Nate Anderson points to a new report on broadband around the world that I’m looking forward to reading. I have to say I’m skeptical of this sort of thing, though:
Critics of the current US approach to spurring broadband deployment and adoption point out that the country has been falling on most broadband metrics throughout the decade. One of the most reliable, that issued by the OECD, shows the US falling from 4th place in 2001 to 15th place in 2007. While this ranking in particular has come under criticism from staunchly pro-market groups, the ITIF’s analysis shows that these numbers are the most accurate we have. According to an ITIF analysis of various OECD surveys, the US is in 15th place worldwide and it lags numerous other countries in price, speed, and availability—a trifecta of lost opportunities.

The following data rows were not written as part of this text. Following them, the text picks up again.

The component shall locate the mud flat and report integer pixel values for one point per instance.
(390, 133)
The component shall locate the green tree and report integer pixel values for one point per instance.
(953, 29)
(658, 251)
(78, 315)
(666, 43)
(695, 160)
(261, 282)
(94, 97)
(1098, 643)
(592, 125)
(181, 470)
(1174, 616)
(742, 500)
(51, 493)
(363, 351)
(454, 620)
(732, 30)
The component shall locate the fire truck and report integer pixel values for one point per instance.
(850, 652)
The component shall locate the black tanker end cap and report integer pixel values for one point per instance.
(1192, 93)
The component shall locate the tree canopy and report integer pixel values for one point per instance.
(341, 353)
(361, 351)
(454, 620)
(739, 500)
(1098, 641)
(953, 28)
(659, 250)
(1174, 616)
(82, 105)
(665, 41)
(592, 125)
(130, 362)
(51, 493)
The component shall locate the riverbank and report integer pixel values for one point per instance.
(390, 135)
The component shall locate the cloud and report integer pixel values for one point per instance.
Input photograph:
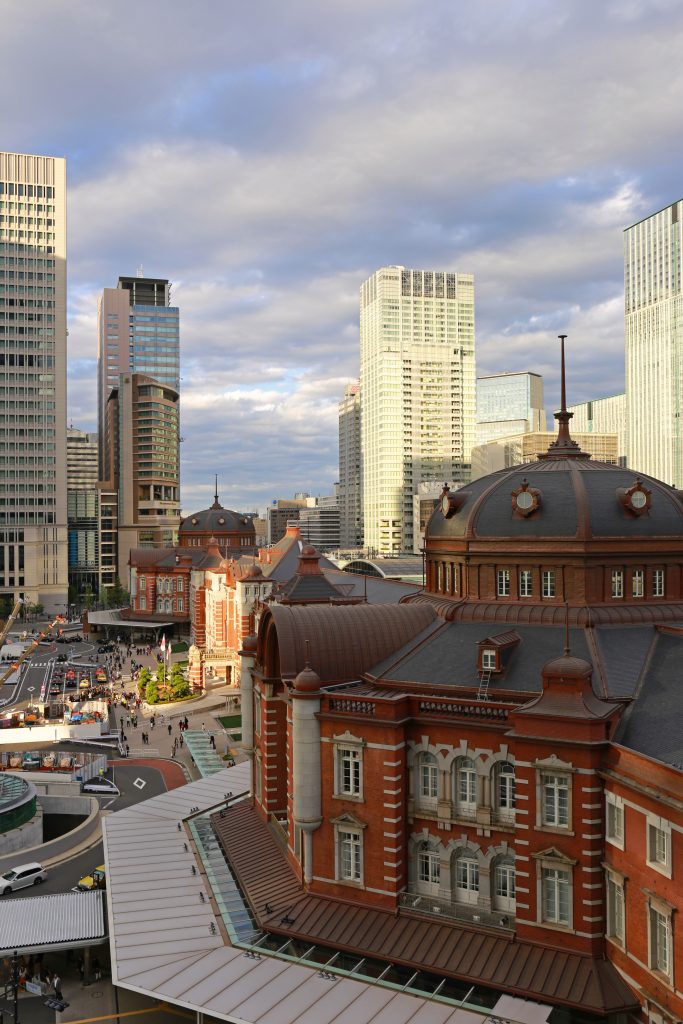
(267, 160)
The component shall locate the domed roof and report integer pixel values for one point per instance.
(573, 498)
(216, 521)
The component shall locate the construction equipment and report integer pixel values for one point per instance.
(30, 650)
(10, 621)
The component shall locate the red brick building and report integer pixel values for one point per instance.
(483, 784)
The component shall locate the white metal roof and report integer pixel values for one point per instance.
(163, 945)
(45, 922)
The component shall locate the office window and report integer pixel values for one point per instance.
(617, 584)
(549, 583)
(615, 907)
(556, 891)
(614, 819)
(349, 771)
(555, 800)
(349, 855)
(659, 926)
(525, 580)
(503, 583)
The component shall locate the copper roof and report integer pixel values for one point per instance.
(466, 952)
(343, 641)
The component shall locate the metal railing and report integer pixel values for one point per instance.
(467, 913)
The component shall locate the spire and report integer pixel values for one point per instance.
(216, 503)
(563, 446)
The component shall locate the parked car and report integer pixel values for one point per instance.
(18, 878)
(100, 784)
(96, 880)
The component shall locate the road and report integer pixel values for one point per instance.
(66, 876)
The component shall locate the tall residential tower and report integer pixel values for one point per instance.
(653, 310)
(33, 375)
(417, 394)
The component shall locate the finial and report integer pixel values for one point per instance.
(563, 446)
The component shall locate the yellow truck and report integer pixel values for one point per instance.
(96, 880)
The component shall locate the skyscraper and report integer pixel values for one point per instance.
(350, 507)
(33, 389)
(509, 403)
(138, 375)
(653, 311)
(83, 508)
(417, 394)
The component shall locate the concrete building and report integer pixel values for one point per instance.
(33, 354)
(141, 450)
(509, 403)
(602, 416)
(417, 394)
(520, 449)
(653, 328)
(350, 497)
(83, 514)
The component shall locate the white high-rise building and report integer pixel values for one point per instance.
(350, 499)
(653, 311)
(602, 416)
(33, 392)
(509, 403)
(417, 394)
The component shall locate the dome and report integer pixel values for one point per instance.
(307, 681)
(571, 499)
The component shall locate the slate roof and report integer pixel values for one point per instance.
(42, 922)
(462, 951)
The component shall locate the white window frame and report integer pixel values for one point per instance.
(466, 879)
(615, 907)
(549, 584)
(614, 819)
(427, 780)
(503, 583)
(348, 846)
(553, 784)
(465, 786)
(348, 771)
(659, 938)
(488, 659)
(556, 895)
(525, 583)
(504, 791)
(658, 844)
(616, 585)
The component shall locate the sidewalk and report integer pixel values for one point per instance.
(202, 713)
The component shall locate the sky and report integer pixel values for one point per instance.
(268, 158)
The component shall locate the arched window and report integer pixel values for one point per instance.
(465, 786)
(428, 872)
(504, 884)
(466, 878)
(427, 780)
(504, 794)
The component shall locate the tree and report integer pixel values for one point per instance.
(152, 693)
(142, 681)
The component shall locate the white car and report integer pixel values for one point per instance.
(18, 878)
(100, 785)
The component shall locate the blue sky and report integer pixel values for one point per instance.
(267, 159)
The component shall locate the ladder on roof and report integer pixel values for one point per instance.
(484, 681)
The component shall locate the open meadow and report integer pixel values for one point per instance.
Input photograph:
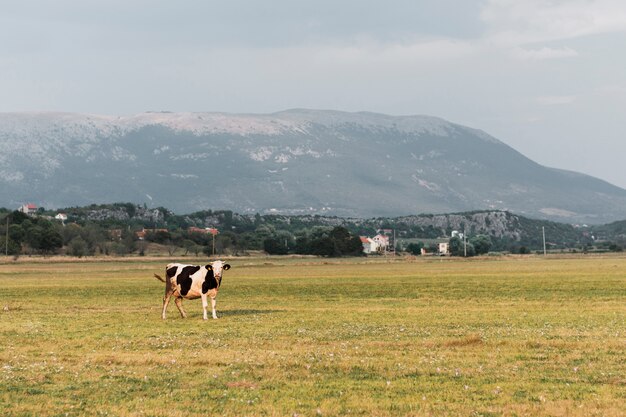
(497, 336)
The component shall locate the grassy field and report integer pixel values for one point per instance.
(409, 337)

With an average broadband speed of 4.9Mbps, the US is being Chariots of Fire-d by South Korea (49.5Mbps), Japan (63.6Mbps), Finland (21.7Mbps), Sweden (16.8Mbps), and France (17.6Mbps), among others. Not only that, but the price paid per megabyte in the US ($2.83) is substantially higher than those countries, all of which come in at less than $0.50 per megabyte.

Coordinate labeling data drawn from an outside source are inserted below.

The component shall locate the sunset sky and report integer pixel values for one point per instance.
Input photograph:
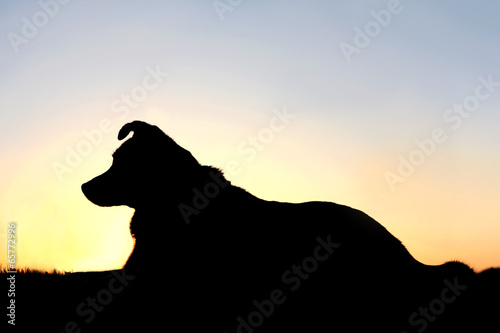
(392, 108)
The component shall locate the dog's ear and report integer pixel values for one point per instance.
(135, 126)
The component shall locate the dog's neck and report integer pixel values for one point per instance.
(166, 219)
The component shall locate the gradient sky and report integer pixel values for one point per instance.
(64, 86)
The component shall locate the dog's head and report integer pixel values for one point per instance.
(147, 165)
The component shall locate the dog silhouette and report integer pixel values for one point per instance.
(209, 256)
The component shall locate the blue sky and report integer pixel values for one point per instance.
(225, 77)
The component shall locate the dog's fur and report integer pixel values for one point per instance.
(213, 252)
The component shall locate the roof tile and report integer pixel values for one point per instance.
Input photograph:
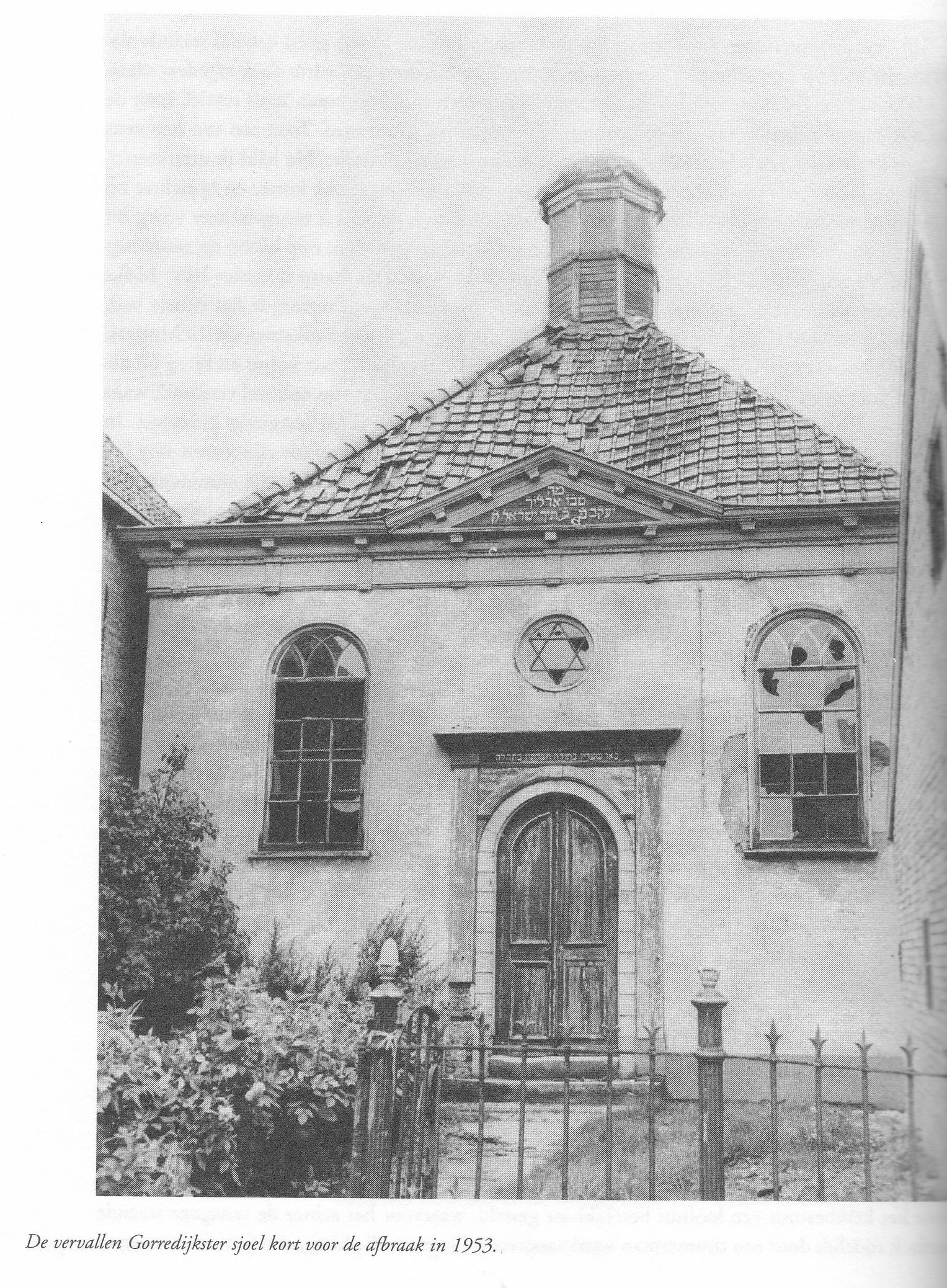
(677, 418)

Now, this site is a tool for measuring the speed of your broadband connection, and it purports to have data from around the world. I have no idea how reliable their methodology is generally, or how good their testing equipment is around the world, but I’ve used it in several different places in the US and it at least seems reliable around here. According to their measurements, the US has an average broadband speed of 5.3 mbps, roughly what the OECD study said. But the numbers for the other countries cited are wildly different: Japan is 13 mbps, Sweden is 8.7 mbps, South Korea is 6.1 mbps, and France is 5.5 mbps. If these numbers are right, te US is behind Sweden and Japan, and slightly behind South Korea and France, but we’re not nearly as far behind the curve as the OECD reports would suggest.
And then there’s this:
The ITIF warns against simply implementing the policies that have worked for other countries, however, and it notes that a good percentage of the difference can be chalked up to non-policy factors like density. For instance, more than half of all South Koreans lived in apartment buildings that are much easier to wire with fiber connections than are the sprawling American suburbs.

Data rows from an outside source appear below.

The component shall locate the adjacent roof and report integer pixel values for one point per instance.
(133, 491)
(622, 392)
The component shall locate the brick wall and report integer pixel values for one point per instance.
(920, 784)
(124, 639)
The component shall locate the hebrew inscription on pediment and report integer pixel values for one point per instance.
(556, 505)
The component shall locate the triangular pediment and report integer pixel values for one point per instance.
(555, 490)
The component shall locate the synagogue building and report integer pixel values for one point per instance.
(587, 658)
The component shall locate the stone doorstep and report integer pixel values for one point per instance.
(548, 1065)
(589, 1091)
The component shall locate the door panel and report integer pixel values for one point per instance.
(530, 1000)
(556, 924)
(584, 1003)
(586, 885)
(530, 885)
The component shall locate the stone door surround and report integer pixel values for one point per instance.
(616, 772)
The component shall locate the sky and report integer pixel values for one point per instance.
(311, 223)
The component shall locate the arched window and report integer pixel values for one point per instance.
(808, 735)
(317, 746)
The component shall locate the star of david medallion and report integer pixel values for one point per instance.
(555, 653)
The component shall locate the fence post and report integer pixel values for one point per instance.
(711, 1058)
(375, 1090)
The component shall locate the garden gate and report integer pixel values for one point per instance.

Now, I haven’t examined SpeedTest’s methodology, so they might have all sorts of problems that make their results suspect. But it’s at least one data point suggesting that the OECD data might be flawed. And I think the very fact that there seems to be only one widely cited ranking out there ought to make us somewhat suspicious of its findings. Scott Wallsten had bad things to say about the OECD numbers on our podcast. Is there other work out there analyzing the quality of the OECD rankings?